Defunct tennis tournament
- Tour: ILTF (1913-1969) Bio-Strath Circuit (1970-1971)
- Founded: 1908; 117 years ago
- Abolished: 1974; 51 years ago
- Location: Malvern, Worcestershire, England
- Venue: Manor Park Malvern Sports Club
- Surface: Grass

= Worcestershire Championships =

The Worcestershire Championships also known as the Worcestershire County Lawn Tennis Championships or the Worcestershire Grass Court Championships was a combined men's and women's grass court tournament originally founded in 1908. It was held Malvern, Worcestershire, England until 1974

==History==
The Worcestershire County Lawn Tennis Championships were established in 1908. The tournament was staged continuously until 1915 just after the start of World War I. The tournament resumed in 1919 until 1939 when it ceased for six years until after World War II. It resumed in 1946 and continued for another 28 years until 1974 when it was abolished.

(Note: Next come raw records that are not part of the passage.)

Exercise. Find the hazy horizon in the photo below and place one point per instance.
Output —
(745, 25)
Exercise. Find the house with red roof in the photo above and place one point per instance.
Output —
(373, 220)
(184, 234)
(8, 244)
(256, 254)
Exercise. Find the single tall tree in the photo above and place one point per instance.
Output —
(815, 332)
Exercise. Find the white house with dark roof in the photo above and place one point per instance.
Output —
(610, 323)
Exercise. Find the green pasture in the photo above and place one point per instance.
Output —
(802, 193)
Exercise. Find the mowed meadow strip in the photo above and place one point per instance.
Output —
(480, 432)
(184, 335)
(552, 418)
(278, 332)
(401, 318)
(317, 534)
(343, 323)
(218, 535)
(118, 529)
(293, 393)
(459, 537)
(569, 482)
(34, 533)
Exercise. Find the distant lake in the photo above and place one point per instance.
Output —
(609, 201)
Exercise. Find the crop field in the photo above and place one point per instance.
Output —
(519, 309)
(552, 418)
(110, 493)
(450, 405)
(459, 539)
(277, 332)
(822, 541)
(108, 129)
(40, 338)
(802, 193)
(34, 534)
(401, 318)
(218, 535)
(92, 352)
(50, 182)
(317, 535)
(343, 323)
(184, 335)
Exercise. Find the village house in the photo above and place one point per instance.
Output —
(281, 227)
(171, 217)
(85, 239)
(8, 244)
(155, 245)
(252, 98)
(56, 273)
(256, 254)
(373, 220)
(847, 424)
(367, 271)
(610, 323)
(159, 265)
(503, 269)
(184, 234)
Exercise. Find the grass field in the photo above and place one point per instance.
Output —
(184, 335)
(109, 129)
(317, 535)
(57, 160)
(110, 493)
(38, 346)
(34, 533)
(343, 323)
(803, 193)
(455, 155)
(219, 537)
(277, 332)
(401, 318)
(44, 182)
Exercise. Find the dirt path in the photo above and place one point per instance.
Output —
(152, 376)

Previous winners of the men's singles title included; Roy Allen, Ryuki Miki, Isaías Pimentel, Anand Amritraj, Frew McMillan and Patricio Rodríguez. Winners of the women's singles championship included; Ethel Thomson Larcombe, Phoebe Holcroft Watson, Dorothy Round, Erika Vollmer, Angela Mortimer, Anne Haydon and Jenny Dimond.

==Venue==
Manor Park is a member-run sports club located Malvern, Worcestershire, Great Britain that was founded in 1907. The Manor Park Club's tennis facilities today include 14 outdoor courts consisting of 4 synthetic grass courts with floodlights, 4 acrylic hard courts, 2 with floodlights, 2 artificial clay courts with floodlights and 4 original grass courts for summer play. Indoor facilities include 3 acrylic indoor tennis courts.